For the past week, homeless people and student advocates have been sleeping on the New Haven Green to protest the Sept. 11 closure of New Haven’s overflow shelter.
It’s unfortunate the city is shutting down the center, which serves many homeless people from New Haven and the surrounding areas. But the most distressing part of the situation is that there is no solution in sight.
Typically, the city can afford to keep the shelter open only between November and April, but this year officials stretched their resources far enough to maintain the operation for most of the summer. It’s hard to fault city officials for closing the center after running it for four months longer than they had announced, although choosing to close it on the anniversary of the terrorist attacks was inexplicably bad form.
What’s more questionable is the city’s stated rationale that closing the center will provide homeless with an incentive to find independent housing.
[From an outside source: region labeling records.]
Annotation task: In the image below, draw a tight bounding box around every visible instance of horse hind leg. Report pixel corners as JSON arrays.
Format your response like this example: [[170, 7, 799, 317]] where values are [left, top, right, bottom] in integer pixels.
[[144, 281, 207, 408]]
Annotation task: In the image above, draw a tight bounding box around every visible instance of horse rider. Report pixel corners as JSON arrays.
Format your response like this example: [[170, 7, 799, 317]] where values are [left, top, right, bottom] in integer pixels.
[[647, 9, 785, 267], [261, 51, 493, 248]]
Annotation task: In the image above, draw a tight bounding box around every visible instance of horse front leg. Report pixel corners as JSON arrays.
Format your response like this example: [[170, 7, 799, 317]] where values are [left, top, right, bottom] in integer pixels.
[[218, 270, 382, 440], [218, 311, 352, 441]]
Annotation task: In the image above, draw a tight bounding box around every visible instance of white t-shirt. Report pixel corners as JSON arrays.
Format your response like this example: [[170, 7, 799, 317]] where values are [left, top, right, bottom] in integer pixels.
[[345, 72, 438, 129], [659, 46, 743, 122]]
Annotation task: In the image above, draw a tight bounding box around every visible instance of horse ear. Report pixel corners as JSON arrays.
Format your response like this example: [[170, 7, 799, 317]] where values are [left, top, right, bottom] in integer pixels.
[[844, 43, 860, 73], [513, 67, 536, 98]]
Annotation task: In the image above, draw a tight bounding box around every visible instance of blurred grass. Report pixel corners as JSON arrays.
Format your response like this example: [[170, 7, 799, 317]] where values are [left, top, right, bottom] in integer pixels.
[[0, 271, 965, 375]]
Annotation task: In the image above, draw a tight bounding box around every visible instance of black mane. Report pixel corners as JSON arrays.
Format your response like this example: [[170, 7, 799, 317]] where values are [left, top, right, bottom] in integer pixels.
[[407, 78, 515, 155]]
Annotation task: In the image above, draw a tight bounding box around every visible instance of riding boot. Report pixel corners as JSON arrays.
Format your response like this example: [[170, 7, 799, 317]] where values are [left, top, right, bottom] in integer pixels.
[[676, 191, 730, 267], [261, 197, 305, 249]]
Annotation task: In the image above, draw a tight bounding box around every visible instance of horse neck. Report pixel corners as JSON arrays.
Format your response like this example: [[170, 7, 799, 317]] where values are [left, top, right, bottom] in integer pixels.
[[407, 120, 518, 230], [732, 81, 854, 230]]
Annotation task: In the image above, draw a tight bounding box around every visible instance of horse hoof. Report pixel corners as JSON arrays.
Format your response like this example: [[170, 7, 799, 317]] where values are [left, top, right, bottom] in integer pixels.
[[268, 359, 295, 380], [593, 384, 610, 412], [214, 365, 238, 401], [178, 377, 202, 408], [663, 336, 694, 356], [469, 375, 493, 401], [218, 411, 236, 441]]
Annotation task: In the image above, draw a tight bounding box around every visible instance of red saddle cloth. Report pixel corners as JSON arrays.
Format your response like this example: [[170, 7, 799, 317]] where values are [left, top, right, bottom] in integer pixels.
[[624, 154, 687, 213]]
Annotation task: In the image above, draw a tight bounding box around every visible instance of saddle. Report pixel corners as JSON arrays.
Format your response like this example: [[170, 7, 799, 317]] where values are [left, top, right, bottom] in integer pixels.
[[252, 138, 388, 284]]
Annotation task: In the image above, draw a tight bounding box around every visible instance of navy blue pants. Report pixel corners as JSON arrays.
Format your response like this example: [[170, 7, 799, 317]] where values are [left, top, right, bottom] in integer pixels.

With the closing of the shelter, New Haven has enacted a “length of stay” policy, which requires those staying for more than 30 days to present a plan to live self-sufficiently. This tough-love approach might work in some cases, but it’s unlikely to be effective in its current form for many occupants. A recent study showed than more than half the single men have substance abuse problems, and many others have serious untreated psychological problems.
Another concern is that the case workers charged with helping shelter occupants regain independent housing have proven inadequate. Even occupants without major drug or psychological problems are struggling to get out of the shelter because they receive substandard guidance from the city.
Repairing the process in a meaningful way requires increased funding, both for better counselors and specialized options for substance abusers. But the city simply doesn’t have the money to pay such a bill. Officials have already overextended themselves to keep the facility open, and New Haven is receiving no compensation from neighboring communities that benefit from the shelter. The only logical options are to cut other social servicesor increase taxes. The latter is politically and economically infeasible, and most other social services are as in desperate need of funding as the shelter.
The long-term answer might be to apply for more money from the state, but state leaders are facing severely constricted budgets of their own. Gov. John Rowland is already looking to cut other social services just to keep the government going.
For now, the city needs to be forthright about its reasons for closing the shelter. Citing the decision as part of a larger effort to help the homeless obfuscates the reality that the city simply doesn’t have the money to keep the shelter open. Officials have done everything possible, and in these economic times we can all understand their challenge.
One sophomore sleeping on the Green said the group of students was there both to get angry and to ensure that no one ends up sleeping under a bridge. The latter sentiment is laudable, but in this case there’s no one to get angry at. That’s just what makes the situation so sad.